夫はもともと外務省ではなく総理府、後の総務省の公務員であった。35年前、新婚のときのアメリカ留学以来の外国生活である。

 晴天の霹靂とはこのことで、かくして私は自動的に「大使夫人」となった。
そしてこの立場は暗黙の了解のごとく、いやおうなく私にかなり重要な任務を課してきた。赴任国での2年間、大使公邸の内外で経験し見聞きし、感じたことを母校のホームページで率直に語りたいと思う。
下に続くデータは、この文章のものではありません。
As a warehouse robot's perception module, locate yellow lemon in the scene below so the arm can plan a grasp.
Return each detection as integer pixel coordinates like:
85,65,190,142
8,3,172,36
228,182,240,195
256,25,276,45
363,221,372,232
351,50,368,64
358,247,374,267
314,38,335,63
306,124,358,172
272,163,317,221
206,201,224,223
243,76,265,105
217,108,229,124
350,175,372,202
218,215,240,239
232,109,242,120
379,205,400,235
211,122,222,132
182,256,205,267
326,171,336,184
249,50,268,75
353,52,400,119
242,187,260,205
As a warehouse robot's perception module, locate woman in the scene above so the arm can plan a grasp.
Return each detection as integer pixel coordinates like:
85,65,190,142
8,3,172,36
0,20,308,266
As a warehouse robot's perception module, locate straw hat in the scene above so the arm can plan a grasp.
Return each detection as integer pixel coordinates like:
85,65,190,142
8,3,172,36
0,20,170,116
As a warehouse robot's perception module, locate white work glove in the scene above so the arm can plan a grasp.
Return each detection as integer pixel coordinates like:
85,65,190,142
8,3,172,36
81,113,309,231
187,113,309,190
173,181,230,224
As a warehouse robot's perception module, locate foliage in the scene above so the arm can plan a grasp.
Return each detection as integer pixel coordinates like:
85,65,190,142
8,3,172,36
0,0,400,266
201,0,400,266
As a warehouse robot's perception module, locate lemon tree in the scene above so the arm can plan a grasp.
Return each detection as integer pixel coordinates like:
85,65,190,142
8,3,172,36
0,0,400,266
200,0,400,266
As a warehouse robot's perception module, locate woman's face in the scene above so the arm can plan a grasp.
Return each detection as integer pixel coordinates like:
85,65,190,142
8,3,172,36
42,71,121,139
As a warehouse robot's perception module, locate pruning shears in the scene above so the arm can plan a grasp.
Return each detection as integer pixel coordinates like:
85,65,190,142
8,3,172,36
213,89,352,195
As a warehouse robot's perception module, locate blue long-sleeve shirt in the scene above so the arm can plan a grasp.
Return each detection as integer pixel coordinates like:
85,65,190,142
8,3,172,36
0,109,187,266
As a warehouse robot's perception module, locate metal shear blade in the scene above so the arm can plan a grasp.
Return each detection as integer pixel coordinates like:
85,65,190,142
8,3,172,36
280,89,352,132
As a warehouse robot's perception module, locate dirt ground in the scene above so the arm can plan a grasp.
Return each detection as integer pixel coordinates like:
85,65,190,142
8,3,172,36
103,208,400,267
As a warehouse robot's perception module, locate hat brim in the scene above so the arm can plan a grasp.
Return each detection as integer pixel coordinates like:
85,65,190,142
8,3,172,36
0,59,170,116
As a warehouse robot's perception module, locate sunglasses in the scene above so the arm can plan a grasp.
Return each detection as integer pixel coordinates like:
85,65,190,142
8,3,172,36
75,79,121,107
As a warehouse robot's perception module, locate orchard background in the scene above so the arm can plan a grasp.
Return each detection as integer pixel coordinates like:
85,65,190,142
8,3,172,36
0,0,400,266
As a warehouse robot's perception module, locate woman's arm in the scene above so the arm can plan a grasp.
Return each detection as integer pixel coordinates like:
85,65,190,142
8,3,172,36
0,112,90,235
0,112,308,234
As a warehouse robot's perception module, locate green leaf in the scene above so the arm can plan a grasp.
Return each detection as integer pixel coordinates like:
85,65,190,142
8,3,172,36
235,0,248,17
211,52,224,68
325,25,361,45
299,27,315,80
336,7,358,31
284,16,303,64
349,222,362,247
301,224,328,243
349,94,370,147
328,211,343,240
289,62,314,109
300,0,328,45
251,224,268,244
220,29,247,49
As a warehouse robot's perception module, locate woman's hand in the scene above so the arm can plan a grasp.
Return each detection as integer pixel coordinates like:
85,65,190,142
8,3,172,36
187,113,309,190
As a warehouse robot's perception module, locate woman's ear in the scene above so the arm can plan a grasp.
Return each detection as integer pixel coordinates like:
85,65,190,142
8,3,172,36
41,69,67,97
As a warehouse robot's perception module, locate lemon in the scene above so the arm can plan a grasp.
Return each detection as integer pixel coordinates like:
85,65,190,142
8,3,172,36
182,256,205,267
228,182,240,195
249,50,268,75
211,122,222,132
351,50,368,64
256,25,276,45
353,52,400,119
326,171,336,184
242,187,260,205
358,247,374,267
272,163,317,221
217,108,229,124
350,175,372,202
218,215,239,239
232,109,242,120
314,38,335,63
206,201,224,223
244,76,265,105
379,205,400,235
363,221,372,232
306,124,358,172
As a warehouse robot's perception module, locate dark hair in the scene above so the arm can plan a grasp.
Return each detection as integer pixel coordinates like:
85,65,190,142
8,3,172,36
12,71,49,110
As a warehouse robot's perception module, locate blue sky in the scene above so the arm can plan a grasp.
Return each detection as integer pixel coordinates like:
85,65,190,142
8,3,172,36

 30年近く前から細々と東京の官舎の一部屋で始まった「絵画造形教室」はこの時、まさに佳境で、生徒も徐々に増え年ごとの教室展も盛況を極めていた。何よりハワイ大学でスクールカウンセラーのマスターを取って帰国したばかりの次女が参画して、厚みを持った新しい指導体制に夢を膨らませていた。
 又、その年の暮れ、初めて銀座の画廊「すどう美術館」を借り切って開催した個展で発表した新技法による抽象作品は自分なりにかなりな手ごたえを感じていた。そしてうれしいことに多くの友人、知らない外国人までもが作品を買ってくれたのだった。
「自分の可能性を試してみたい!やるわ!わたし・・・」とひそかに心に期していた。

 モンテビデオとは、南米アルゼンチンとブラジルにはさまれた大河、ラプラタ河の東にある小国ウルグアイの首都である。
ウルグアイは白人が約90%を占めるスペイン語の国である。人口は350万、国土は日本の約半分だけれど、ほとんどが草原の牧畜の国である。気候風土は年中おだやかでいつも風が吹き渡り、果てしなく続く草原が季節ごと色合いを変え、空気が輝くようなところである。おそらく地球上で一番住みやすい環境ではないだろうか。
 日本から一番遠いこの国で「在ウルグアイ日本国特命全権大使夫人」としての想像もしなかった準備が始まった。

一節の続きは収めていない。